In Scott Smith’s novel, A Simple Plan, small-town college graduate Hank Mitchell and his good-natured but dim-witted brother Jacob stumble upon a small airplane that has crash landed in the snowy woods of rural Minnesota.
In the plane, they find $4.4 million in unmarked bills. Their “simple” plan to return to the plane and keep the cash spins dramatically out of control.
It’s a fantastic book, and the movie (by the same name) is equally compelling.
The ironic lesson in this tragic story is that dishonesty is never simple. One lie needs many more to back it up. Plus, it’s hard to keep a secret.
Now, I doubt that anyone reading this Week-Ender will discover millions in cash while walking in the woods this summer. (If you do, maybe that new dining hall will become a reality…) We will all, however, have opportunities to be honest and open.
In my book, that starts with a hello, an introduction, a firm handshake and good eye contact. Simple, right?
You’d be surprised.
My travels this summer have been a study in contrasting politeness. When I arrive at some camps and summer programs, staff take the initiative to approach me, say hello, state their name and give me a firm handshake with good eye contact. It’s a solid, kind and welcoming feeling that says I’m proud to work here and I’m glad you’re here. It also says I’ve got nothing to hide and everything to share, so come join our community for a while.
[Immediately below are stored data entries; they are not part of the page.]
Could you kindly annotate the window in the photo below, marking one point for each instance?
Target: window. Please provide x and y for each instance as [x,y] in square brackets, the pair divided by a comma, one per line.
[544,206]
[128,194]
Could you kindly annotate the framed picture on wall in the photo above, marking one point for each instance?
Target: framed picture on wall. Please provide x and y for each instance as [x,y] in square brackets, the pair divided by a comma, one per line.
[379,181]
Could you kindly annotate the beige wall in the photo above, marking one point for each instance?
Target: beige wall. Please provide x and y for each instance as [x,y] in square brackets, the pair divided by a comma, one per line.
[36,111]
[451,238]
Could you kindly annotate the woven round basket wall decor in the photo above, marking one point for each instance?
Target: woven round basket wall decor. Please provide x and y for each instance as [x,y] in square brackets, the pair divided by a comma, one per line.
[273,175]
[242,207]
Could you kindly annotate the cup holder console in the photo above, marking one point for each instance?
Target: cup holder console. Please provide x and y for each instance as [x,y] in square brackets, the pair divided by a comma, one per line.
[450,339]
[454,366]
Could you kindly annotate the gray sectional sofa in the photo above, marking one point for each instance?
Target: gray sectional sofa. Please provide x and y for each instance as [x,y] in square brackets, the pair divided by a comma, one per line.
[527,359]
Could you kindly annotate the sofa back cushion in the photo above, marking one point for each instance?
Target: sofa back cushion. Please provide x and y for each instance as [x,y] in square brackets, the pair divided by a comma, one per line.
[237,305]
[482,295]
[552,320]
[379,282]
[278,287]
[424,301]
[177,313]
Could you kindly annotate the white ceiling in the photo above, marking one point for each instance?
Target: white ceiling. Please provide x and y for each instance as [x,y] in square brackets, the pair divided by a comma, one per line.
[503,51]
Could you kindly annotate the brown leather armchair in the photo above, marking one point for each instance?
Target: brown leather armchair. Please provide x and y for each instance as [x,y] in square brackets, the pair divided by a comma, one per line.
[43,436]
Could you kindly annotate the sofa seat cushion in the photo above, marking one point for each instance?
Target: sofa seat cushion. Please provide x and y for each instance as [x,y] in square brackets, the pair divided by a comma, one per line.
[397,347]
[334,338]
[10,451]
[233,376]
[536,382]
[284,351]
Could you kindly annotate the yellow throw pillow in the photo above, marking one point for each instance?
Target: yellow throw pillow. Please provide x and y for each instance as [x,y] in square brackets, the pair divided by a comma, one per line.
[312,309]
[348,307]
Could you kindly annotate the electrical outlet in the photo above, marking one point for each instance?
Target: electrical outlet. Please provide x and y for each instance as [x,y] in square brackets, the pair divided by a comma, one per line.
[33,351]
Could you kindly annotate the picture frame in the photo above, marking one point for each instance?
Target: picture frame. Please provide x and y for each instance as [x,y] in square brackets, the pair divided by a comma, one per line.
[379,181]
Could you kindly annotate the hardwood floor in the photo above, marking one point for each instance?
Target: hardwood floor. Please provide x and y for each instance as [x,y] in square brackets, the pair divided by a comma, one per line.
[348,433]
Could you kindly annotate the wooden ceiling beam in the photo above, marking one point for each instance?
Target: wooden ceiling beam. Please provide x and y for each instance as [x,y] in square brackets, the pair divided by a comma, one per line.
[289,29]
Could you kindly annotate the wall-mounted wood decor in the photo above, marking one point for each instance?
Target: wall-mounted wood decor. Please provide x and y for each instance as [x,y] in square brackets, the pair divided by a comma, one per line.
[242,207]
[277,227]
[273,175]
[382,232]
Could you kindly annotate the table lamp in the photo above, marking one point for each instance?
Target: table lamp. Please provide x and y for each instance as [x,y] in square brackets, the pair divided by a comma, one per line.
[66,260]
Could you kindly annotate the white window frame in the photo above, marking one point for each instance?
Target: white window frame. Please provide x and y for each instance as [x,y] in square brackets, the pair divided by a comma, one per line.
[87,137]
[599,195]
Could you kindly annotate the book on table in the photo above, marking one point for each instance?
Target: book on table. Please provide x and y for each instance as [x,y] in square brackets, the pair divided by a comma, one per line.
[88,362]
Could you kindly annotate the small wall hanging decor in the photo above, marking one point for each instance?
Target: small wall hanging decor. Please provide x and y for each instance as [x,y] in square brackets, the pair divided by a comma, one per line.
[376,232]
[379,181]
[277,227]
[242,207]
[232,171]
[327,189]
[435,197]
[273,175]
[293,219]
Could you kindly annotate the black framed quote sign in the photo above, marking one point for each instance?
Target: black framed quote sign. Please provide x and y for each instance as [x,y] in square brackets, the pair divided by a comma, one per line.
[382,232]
When I arrive at other places, I sometimes pass four or five uniformed staff without any of them stopping me to ask who I am or introduce themselves. Setting aside security concerns for a moment, I’ll simply say that I don’t feel particularly welcome in that context. I have the impression that the staff lack confidence. They certainly lack initiative.
Whatever was on my training schedule for the day now takes a back seat to training the staff to take charge of warm welcomes whenever a visitor arrives on site.
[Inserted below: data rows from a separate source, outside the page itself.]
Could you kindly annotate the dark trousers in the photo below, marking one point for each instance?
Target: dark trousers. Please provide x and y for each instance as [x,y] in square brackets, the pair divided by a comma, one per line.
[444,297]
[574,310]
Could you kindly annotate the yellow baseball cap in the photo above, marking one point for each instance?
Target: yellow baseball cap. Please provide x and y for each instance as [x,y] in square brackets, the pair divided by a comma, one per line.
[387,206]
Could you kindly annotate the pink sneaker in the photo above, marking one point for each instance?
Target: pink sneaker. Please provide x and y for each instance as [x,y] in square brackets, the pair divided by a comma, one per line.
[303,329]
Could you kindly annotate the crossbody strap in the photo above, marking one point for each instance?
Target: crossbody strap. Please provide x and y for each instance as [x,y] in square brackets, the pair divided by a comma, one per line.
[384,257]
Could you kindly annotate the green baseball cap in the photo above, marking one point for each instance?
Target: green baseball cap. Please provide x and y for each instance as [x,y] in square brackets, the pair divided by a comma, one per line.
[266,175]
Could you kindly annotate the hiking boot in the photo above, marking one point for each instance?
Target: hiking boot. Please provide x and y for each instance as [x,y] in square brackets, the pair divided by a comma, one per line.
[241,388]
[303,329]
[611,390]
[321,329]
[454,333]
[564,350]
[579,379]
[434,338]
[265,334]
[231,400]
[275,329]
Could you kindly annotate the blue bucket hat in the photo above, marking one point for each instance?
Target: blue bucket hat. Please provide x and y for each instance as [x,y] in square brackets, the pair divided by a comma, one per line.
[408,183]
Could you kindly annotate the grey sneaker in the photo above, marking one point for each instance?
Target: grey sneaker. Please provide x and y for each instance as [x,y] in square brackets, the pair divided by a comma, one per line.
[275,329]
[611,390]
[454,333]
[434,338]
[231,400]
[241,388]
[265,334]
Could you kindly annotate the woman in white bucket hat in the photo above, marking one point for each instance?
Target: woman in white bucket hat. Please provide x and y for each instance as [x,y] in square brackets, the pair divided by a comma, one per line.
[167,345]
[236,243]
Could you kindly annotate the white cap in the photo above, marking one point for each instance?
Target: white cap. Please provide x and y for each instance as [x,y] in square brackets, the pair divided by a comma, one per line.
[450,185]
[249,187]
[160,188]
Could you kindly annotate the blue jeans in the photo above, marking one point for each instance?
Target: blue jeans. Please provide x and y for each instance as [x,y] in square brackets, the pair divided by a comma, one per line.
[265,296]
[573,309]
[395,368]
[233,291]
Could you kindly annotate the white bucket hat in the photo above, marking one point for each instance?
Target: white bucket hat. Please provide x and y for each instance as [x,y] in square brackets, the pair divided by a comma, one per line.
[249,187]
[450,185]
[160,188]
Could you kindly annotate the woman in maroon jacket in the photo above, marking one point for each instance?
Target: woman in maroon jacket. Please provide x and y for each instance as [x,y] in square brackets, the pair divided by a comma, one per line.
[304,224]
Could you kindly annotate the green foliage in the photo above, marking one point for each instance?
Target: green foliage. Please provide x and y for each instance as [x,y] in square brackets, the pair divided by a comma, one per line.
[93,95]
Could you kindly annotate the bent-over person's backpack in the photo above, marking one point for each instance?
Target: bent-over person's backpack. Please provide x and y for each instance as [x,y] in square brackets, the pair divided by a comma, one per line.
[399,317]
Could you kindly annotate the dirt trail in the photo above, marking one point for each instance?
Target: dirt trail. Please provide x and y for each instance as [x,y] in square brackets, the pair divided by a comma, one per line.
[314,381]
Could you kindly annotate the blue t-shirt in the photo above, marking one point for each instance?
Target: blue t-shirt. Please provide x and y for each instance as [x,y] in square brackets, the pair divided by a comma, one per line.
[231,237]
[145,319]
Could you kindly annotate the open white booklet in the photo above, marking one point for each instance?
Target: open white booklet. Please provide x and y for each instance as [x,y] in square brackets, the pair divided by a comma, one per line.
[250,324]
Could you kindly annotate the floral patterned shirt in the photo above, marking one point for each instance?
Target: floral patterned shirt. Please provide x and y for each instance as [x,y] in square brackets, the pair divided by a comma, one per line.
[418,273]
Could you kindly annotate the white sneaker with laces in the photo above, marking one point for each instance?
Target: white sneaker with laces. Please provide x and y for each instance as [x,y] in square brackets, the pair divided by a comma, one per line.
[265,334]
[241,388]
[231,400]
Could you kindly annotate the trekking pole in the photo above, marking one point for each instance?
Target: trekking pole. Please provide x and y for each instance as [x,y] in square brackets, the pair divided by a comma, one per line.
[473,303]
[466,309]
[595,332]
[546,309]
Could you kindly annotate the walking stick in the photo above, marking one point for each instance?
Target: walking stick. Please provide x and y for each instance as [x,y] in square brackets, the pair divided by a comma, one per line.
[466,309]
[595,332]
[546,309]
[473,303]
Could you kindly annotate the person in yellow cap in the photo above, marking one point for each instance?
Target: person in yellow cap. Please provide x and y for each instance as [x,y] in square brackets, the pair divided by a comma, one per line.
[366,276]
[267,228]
The good news is that staff are eager to learn the simple and powerful etiquette of polite and poised greetings. The even better news is that they’ve learned a skill that will probably get them their next job.
I don’t mince words when I’m training people to be youth development professionals. I tell them: “No one will hire you if there is a single typo on your resumé. If you can’t take the time to proof-read the single sheet of paper that showcases your qualifications, then you’re not a professional.”
I also tell them: “No one will take you seriously if you don’t greet them with a firm handshake. Offering up a limp fish in place of a firm grip says, I don’t take myself seriously, so you shouldn’t either.”
Some staff laugh nervously when I say these things. Then they realize it’s true and the mood becomes serious.
Then they realize what a simple plan it is to take the first steps toward true professionalism…and they smile again knowing that the next opportunity they have to make a first impression will feel a whole lot different than the last.